Similar conditions confront Fed policymakers as they meet this week,
with market skepticism about further rate hikes as deep as it was three
years ago, and a stalemate over global trade, a U.S. federal government
shutdown, and waning business and consumer confidence further clouding
the picture.
Policymakers have been clear they plan a "patient" pause in rate hikes.
The challenge for Fed chairman Jerome Powell is how much of a pause to
signal without leaving the public convinced that the Fed's current cycle
of rising interest rates has come to a full stop.
"Realistically it is a second half of the year story," for the Fed to
feel secure the U.S. recovery is sturdy enough to warrant further rate
increases, said Robin Brooks, chief economist for the Institute of
International Finance. While some current conditions are healthier than
they were in 2016, with historically low unemployment, for example,
"what's different on the negative side is the sheer amount of noise in
the system."
That includes issues, such as the U.S.-China trade spat that could be
resolved soon, clear away some of the doubts that are holding back
business spending, and improve the Fed's outlook.
But policymakers are now in no rush, with some framing the likely pause
in terms of "months" that may be needed for risks to subside enough for
them to approve the next of two rates hikes expected for the year.
Even that may be optimistic. While economists polled by Reuters this
month see those hikes delayed by a quarter compared with a December
survey, financial markets do not price in any rate increases in 2019.
Some economists now argue the central bank's next move will be to loosen
monetary policy - whether through a rate cut, or slowing the monthly
rundown of the Fed's balance sheet that acts as a further, if small,
tightening of economic conditions each month.
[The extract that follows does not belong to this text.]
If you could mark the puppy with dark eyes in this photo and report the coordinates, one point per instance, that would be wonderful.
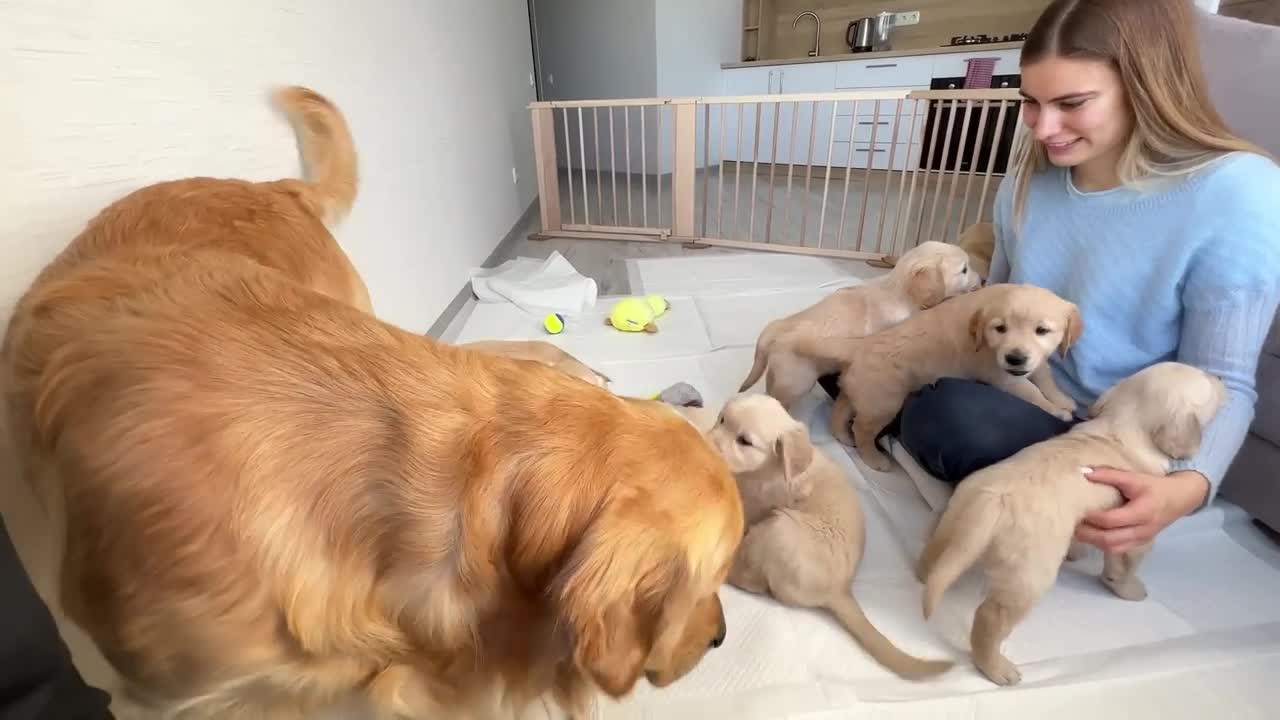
(1018, 516)
(804, 524)
(1001, 335)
The drawdown of the balance sheet by up to $50 billion a month was
designed as a non-controversial way to reverse the Fed's accumulation of
trillions of dollars during the financial crisis a decade ago. But there
has been increasing pressure -- from markets and President Donald Trump
- for the central bank to slow the process or stop altogether.
BALANCING ACT
The Fed "needs a graceful way to back off" a three-year-old tightening
cycle that was expected to continue into next year, wrote Steven Blitz,
U.S. economist for TS Lombard. He said he anticipated the Fed will
signal its new plans by changing the balance sheet program at this
meeting or the next one in March, then be forced to cut rates later in
the year.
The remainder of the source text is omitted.